I initially thought there was an impedance mismatch between the HID based wine bus and autocenter as well due to autocenter not being part of the USB PID specification. That is, autocenter is communicated implicitly to the backend by HID messages over the bus - the front end sending a PID reset over the bus tells the backend it should also turn autocenter on, and - the front end sending sending PID a stop all effects over the bus tells the backend it should also turn autocenter off.
So, if `DIPROP_AUTOCENTER` is `DIPROPAUTOCENTER_ON`, acquisitions of the device causes the front end to just send a reset. This triggers a call to the SDL or udev input APIs in the backend to turn autocenter on, achieving the desired state. If `DIPROP_AUTOCENTER` is `DIPROPAUTOCENTER_OFF`, then acquisitions of the device causes the front end to send a reset followed by a stop all effects. This triggers calls to the SDL or udev input APIs in the backend to to first turn autocentering on (the rest) and then off (the stop all effects), achieving the final state of off as desired. These messages are also how it works in some PID devices (e.g., the Sidewinder 2) meaning autocenter also works on these devices under the udev hidraw backend.
As autocenter wasn't explicitly covered in the PID specification, the SDL and udev input backends are actual the preferred option for supporting it because autocentering is done via API call that dispatches to a kernel driver that knows how to correctly tell the device to turn autocentering on or off (grepping the kernel for autocenter and looking through the hits reveals there are many ways this in done). The udev hidraw backend is not preferred as it is only (1) good for PID devices that (2) have no PID quirks that need working around and (3) do autocenter on on reset and off on stop all effects. For this reason we don't want to strip autocenter support out of the SDL and udev backends as this is where it should really shine and just work for everything because the kernel drivers can make it work for each device.
Going back to how the front end and the back end communicate implicitly about autocenter, the reason I initially thought there was an impedance mismatch was because there appeared to be no way to communicate a leave-it-as-it-is situation. I believed this was be required if `DIPROP_AUTOCENTER` had never been set by the program. At some point, though, I realized, the front end never wants to communicate a leave-it-as-it-is to the backend as `DIPROP_AUTOCENTER` is always set to either `DIPROP_AUTOCENTER` was `DIPROPAUTOCENTER_ON`, so there is no impedance mismatch.
That is, under direct input, `DIPROP_AUTOCENTER` has an initial value of either `DIPROPAUTOCENTER_ON` or `DIPROPAUTOCENTER_OFF` and programs [can retrieve it](https://learn.microsoft.com/en-us/previous-versions/windows/desktop/ee417908...)). It is therefore entirely feasible that a program first checks the initial state of `DIPROP_AUTOCENTER` and then only sets it if it isn't already what it wants. These programs require the front end to have chosen an initial state for `DIPROP_AUTOCENTER` and to tell the backend to set that state upon acquisition to work correctly. So there is never a time at which acquisition of the device is made and the front end doesn't have an explicit autocenter state it wants the backend to set. There is no leave-it-as-it-is case. There is no impedance mismatch.
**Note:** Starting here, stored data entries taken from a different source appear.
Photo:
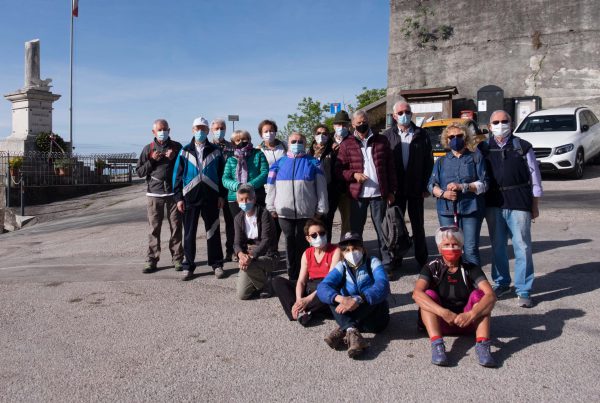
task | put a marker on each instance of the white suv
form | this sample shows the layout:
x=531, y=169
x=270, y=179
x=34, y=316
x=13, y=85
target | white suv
x=563, y=139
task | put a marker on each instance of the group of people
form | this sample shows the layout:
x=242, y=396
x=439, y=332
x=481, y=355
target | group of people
x=296, y=188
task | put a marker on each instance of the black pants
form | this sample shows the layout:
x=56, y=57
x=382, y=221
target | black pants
x=210, y=216
x=416, y=214
x=366, y=318
x=286, y=292
x=295, y=244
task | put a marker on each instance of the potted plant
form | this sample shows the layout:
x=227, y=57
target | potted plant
x=62, y=166
x=14, y=165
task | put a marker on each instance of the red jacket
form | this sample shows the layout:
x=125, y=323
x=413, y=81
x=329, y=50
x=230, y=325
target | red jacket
x=350, y=161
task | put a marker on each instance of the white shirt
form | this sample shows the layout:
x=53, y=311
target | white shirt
x=370, y=187
x=406, y=138
x=251, y=226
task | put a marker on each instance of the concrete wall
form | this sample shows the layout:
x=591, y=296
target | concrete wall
x=538, y=47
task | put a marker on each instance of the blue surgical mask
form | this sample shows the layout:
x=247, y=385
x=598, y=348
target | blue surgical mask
x=297, y=148
x=245, y=207
x=404, y=120
x=162, y=135
x=457, y=143
x=200, y=136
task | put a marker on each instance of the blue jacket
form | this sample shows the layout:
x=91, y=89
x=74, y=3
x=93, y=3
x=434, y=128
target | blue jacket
x=198, y=186
x=371, y=283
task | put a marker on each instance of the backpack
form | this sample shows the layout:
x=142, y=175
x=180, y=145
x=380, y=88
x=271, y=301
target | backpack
x=394, y=233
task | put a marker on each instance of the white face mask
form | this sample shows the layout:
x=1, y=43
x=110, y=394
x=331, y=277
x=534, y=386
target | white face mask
x=501, y=130
x=354, y=257
x=268, y=137
x=319, y=242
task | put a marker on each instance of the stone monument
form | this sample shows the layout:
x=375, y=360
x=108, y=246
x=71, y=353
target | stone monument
x=31, y=105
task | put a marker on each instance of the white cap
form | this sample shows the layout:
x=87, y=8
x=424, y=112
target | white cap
x=200, y=122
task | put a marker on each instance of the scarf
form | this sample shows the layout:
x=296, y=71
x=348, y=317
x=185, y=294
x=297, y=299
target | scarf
x=241, y=154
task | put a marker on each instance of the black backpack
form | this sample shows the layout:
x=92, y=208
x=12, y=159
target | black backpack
x=395, y=235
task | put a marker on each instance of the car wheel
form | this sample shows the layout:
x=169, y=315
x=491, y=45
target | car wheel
x=578, y=168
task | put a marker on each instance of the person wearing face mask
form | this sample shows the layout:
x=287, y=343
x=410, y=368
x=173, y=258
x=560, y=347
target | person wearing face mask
x=248, y=165
x=156, y=163
x=413, y=160
x=365, y=164
x=356, y=290
x=458, y=181
x=218, y=128
x=198, y=191
x=511, y=204
x=300, y=301
x=253, y=244
x=296, y=191
x=454, y=298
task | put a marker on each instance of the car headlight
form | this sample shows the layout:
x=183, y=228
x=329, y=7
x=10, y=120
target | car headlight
x=564, y=149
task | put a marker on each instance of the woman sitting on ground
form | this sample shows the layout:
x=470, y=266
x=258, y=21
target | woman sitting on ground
x=300, y=302
x=356, y=291
x=454, y=297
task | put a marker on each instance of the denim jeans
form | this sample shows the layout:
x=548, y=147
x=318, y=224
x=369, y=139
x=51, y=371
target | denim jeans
x=516, y=224
x=471, y=226
x=358, y=218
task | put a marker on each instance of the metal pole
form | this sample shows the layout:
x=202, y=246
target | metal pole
x=71, y=86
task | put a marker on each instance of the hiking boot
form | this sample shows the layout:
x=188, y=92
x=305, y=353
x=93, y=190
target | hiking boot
x=524, y=301
x=219, y=272
x=501, y=290
x=335, y=338
x=356, y=343
x=484, y=355
x=438, y=353
x=149, y=267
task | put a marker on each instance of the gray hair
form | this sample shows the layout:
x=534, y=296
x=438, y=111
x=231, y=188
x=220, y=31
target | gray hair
x=449, y=232
x=218, y=121
x=246, y=189
x=501, y=111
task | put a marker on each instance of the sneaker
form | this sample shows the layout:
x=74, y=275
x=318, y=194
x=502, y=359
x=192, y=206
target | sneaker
x=484, y=355
x=438, y=353
x=501, y=290
x=335, y=338
x=149, y=267
x=356, y=343
x=524, y=301
x=219, y=272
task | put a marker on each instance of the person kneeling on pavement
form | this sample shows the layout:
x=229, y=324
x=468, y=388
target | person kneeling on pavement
x=253, y=245
x=454, y=298
x=356, y=291
x=300, y=302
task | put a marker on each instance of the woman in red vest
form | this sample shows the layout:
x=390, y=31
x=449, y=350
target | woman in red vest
x=300, y=301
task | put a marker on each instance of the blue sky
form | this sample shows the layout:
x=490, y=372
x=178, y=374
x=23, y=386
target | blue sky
x=138, y=60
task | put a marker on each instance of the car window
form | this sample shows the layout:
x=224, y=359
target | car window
x=550, y=123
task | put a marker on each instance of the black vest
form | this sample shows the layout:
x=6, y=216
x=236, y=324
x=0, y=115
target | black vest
x=510, y=179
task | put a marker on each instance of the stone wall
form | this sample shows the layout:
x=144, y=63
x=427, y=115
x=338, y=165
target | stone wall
x=538, y=47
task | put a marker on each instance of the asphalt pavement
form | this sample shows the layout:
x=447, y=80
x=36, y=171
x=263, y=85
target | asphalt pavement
x=80, y=322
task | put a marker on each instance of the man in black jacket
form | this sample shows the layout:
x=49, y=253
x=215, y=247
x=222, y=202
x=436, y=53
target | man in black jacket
x=413, y=160
x=156, y=165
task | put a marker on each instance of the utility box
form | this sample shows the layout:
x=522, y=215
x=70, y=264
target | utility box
x=489, y=99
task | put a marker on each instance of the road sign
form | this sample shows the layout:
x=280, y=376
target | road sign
x=335, y=108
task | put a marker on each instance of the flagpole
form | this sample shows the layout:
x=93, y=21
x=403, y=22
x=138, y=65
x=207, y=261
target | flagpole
x=71, y=86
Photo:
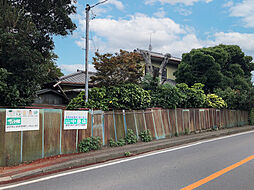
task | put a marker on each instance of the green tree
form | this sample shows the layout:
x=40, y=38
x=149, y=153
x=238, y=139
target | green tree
x=126, y=96
x=26, y=57
x=221, y=66
x=192, y=97
x=120, y=68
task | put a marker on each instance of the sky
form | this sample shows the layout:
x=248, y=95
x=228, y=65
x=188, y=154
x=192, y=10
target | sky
x=175, y=27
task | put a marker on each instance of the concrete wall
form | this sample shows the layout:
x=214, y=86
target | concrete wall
x=51, y=139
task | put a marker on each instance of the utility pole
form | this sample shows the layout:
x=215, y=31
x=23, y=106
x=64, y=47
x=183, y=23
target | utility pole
x=87, y=49
x=88, y=8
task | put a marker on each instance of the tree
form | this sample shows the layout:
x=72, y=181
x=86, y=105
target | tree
x=221, y=66
x=24, y=67
x=120, y=68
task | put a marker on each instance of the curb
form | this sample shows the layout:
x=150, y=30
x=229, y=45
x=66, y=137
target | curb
x=119, y=153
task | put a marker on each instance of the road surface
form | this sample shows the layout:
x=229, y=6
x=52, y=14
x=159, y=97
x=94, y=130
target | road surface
x=207, y=165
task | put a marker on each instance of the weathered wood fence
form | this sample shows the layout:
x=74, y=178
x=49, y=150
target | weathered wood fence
x=51, y=139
There is one issue though. We have to choose an initial value for `DIPROP_AUTOCENTER`, and we need to choose the same one Windows choose for each device. The reason is a good program would always check and set or just set regardless, but probably lots of programs don't as the developers never tested on any device that had a different initial value then they wanted under Windows. These programs are not going to work correctly under Wine if it uses a different initial value.
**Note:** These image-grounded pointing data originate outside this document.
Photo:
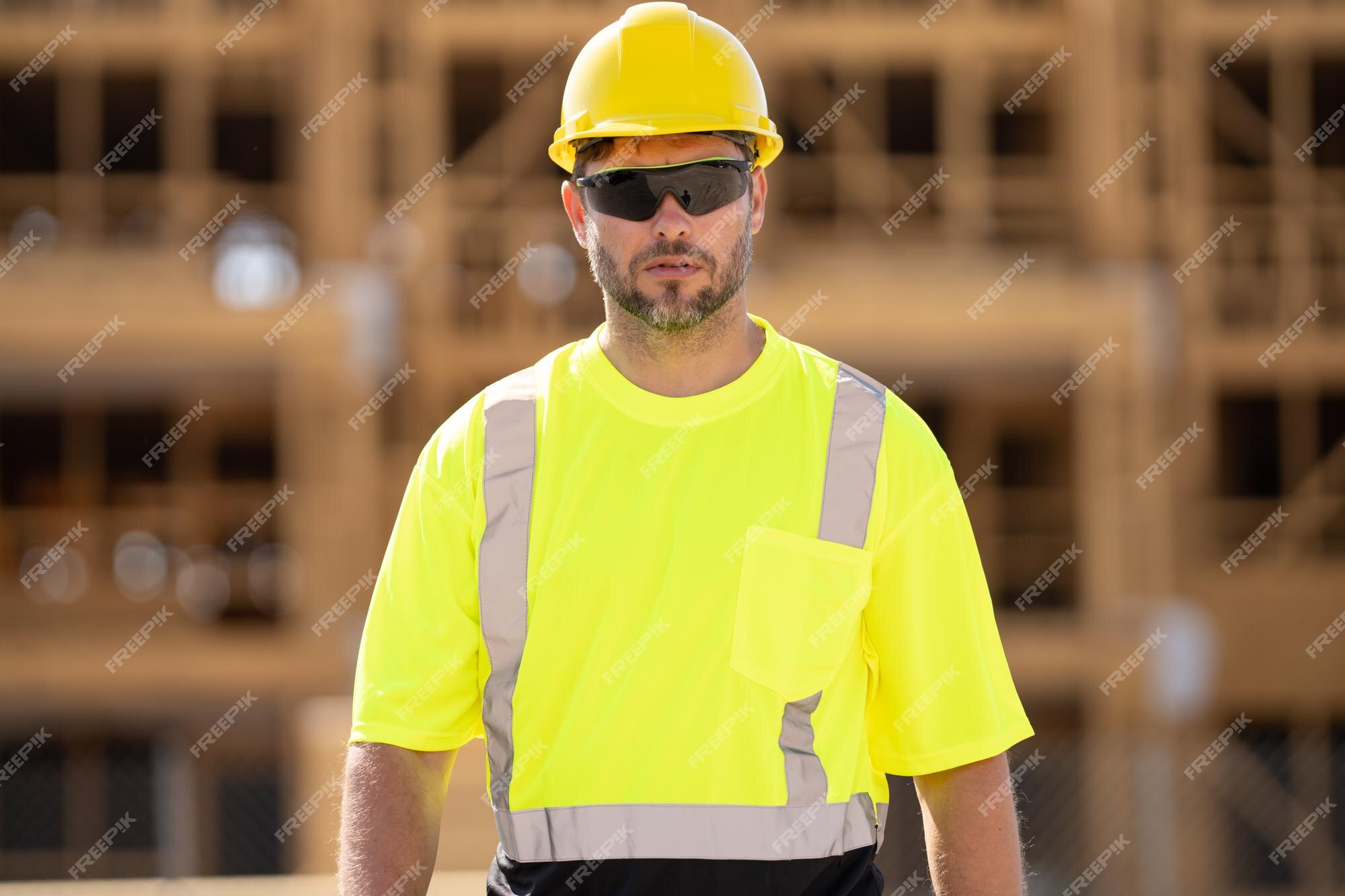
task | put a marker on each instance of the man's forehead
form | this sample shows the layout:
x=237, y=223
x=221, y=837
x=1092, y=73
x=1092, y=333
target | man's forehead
x=662, y=150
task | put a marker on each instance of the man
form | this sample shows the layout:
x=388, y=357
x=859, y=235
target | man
x=699, y=587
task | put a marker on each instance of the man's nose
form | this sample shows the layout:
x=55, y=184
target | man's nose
x=670, y=218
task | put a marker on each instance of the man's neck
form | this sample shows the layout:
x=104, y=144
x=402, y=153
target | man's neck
x=712, y=354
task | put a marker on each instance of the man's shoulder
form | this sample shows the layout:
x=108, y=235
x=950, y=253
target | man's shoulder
x=463, y=431
x=903, y=427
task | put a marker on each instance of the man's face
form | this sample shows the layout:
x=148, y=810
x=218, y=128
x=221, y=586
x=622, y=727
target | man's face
x=719, y=244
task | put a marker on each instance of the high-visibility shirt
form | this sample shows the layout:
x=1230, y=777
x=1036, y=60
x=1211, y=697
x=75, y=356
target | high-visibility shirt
x=688, y=627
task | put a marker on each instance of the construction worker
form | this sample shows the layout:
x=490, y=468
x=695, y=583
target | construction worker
x=699, y=587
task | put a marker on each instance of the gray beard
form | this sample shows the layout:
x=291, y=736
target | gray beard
x=673, y=309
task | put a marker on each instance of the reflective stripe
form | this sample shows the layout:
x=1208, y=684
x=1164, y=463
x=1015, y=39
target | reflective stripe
x=852, y=456
x=669, y=830
x=804, y=774
x=502, y=575
x=808, y=825
x=847, y=498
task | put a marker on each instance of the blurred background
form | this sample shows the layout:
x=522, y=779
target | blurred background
x=216, y=311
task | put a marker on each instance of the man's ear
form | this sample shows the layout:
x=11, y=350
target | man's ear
x=575, y=210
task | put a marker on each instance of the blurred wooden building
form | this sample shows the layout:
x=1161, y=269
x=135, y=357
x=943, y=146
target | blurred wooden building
x=310, y=212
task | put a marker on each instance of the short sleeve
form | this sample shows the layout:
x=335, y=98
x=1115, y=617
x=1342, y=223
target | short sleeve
x=416, y=677
x=945, y=696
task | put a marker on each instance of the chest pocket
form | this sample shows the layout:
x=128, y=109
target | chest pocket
x=798, y=610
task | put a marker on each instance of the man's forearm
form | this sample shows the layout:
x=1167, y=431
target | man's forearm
x=389, y=821
x=972, y=852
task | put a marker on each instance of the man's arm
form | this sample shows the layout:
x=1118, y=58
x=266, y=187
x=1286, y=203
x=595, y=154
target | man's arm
x=389, y=819
x=972, y=852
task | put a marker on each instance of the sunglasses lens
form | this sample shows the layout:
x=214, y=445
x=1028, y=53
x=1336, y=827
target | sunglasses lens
x=636, y=194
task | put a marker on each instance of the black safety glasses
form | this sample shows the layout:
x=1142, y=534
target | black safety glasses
x=636, y=194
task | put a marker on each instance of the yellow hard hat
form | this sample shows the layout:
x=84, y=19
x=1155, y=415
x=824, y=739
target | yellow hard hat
x=664, y=69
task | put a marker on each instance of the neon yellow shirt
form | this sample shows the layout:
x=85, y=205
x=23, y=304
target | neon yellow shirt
x=673, y=596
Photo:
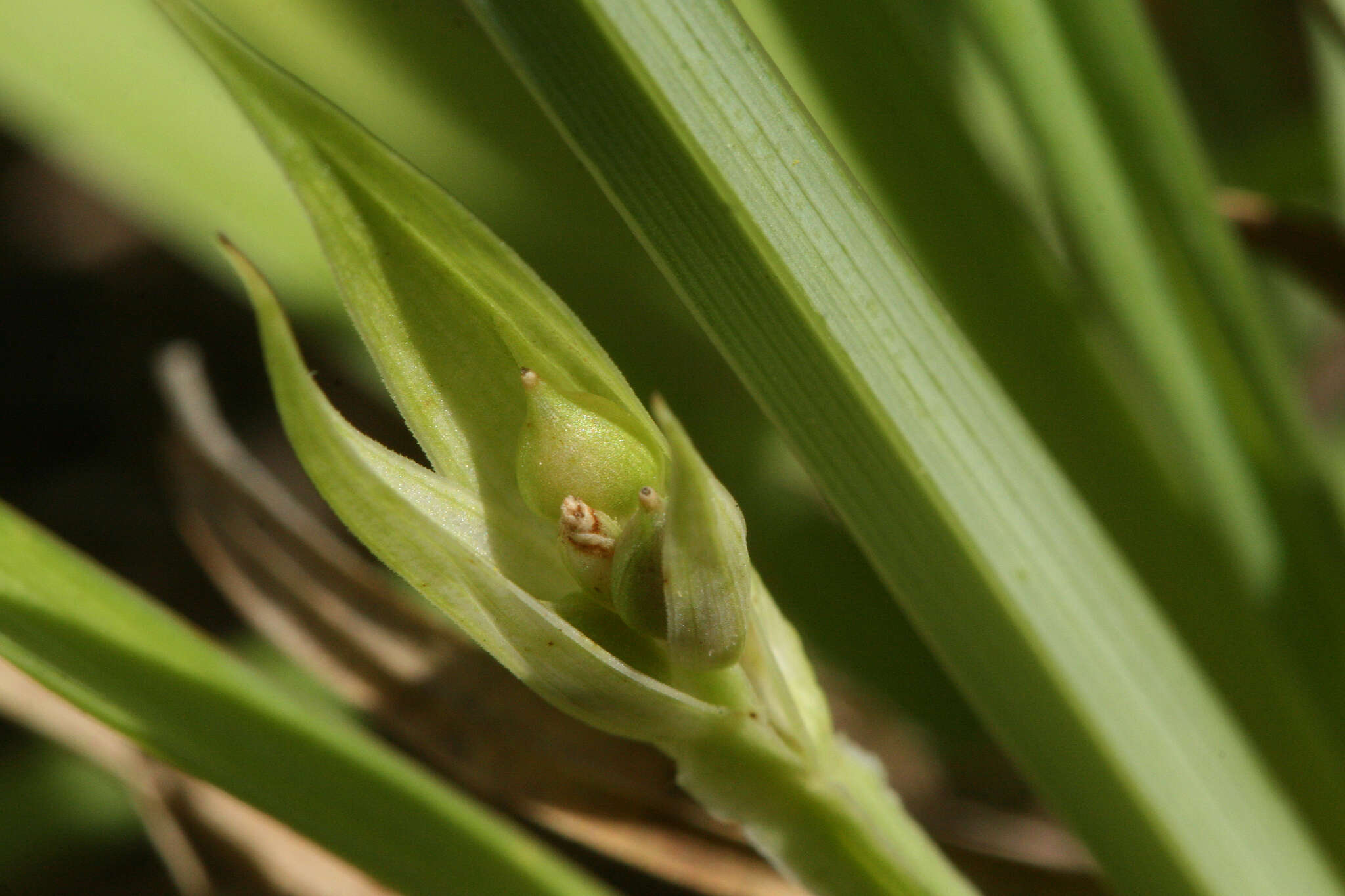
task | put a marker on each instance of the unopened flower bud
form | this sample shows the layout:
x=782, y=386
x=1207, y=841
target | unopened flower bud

I hard coded the initial value to `DIPROPAUTOCENTER_ON` as this is what the initial value for was for my Sidewinder 2 under Windows. What is likely needed instead is a good heuristic, special cases for outliers, and an option for the user to specify it if all else fails. I expect it is this initial value that is the problem when users are complaining about autocenter being incorrectly stuck on for their device. Either that or the kernel driver is unable to turn it off after turning it on. If broken kernel drivers are common, then we probably want a way to disable the backend API calls for some devices too.
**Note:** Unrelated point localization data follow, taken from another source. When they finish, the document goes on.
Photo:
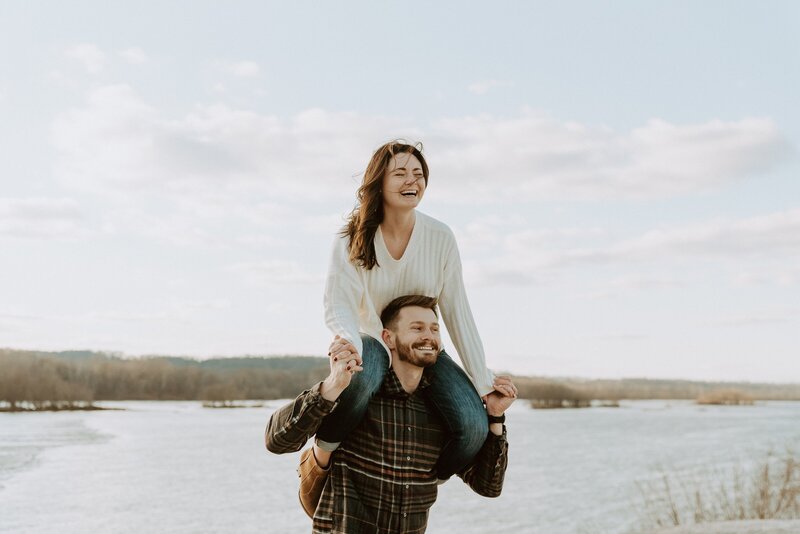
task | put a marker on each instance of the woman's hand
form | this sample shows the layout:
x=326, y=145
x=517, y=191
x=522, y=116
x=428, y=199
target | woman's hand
x=340, y=348
x=504, y=394
x=344, y=362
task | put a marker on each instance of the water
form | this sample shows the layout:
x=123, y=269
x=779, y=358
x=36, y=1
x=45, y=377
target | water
x=175, y=467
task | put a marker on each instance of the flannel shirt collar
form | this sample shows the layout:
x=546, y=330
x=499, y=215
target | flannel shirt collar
x=394, y=389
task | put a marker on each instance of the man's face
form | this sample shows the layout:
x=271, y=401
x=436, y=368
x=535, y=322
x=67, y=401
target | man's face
x=417, y=338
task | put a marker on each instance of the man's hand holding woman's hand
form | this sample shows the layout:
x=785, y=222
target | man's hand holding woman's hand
x=344, y=362
x=499, y=400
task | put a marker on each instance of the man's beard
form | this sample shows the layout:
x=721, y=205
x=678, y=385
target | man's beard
x=407, y=354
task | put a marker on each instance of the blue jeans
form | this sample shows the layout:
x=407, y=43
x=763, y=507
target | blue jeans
x=451, y=393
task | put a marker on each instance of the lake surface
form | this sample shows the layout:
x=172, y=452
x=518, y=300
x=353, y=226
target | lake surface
x=176, y=467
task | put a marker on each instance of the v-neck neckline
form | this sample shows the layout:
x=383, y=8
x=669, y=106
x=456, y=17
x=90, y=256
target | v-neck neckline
x=407, y=251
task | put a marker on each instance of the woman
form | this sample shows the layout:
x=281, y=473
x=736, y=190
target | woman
x=386, y=250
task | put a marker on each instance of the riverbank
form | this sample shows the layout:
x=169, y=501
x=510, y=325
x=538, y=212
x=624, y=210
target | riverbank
x=772, y=526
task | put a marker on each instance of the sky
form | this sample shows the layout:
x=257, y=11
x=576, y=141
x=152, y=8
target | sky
x=621, y=177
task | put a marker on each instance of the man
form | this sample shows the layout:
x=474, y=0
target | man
x=382, y=478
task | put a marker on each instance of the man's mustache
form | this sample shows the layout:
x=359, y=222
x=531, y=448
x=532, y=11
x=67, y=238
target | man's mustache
x=430, y=343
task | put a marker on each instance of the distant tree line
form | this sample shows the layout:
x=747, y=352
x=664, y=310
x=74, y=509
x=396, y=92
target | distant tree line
x=581, y=391
x=66, y=380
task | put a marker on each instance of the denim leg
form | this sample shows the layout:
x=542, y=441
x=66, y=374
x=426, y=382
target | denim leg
x=457, y=401
x=353, y=401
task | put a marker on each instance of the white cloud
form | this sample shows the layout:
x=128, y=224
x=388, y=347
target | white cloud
x=241, y=69
x=89, y=55
x=40, y=218
x=484, y=86
x=773, y=236
x=134, y=55
x=275, y=272
x=119, y=142
x=537, y=157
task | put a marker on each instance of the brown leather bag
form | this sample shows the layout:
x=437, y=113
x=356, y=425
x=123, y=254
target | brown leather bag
x=312, y=480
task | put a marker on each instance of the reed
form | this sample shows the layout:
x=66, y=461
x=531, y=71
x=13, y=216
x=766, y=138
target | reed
x=769, y=490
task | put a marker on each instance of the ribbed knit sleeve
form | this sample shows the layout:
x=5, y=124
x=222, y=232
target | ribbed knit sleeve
x=460, y=324
x=343, y=294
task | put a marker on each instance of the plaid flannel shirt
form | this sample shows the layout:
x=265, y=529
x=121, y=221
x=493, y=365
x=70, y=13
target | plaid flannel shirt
x=382, y=478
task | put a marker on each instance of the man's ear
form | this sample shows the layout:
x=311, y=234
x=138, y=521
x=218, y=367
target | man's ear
x=388, y=338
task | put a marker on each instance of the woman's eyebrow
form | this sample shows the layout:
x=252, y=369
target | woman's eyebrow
x=403, y=169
It is also true that Linux has no notion of taking ownership, so it is lacking in that regard too. This is an issue for someone wanting to simultaneously using the same FF device with two programs at once though, so I don't think it is really something that needs to be worried a lot about.
If you have a device and want to see what it's initial value is and if device acquisition correctly sets autocenter in all cases for a given backend, please see my [test program](https://github.com/twhitehead/issue-wine-ff-autocenter) and give it go. Even better, send me the log file. Knowing what happens on more devices is so critical to understanding what is going on, where we are at, and how best to make everything work going forward. Thanks so much!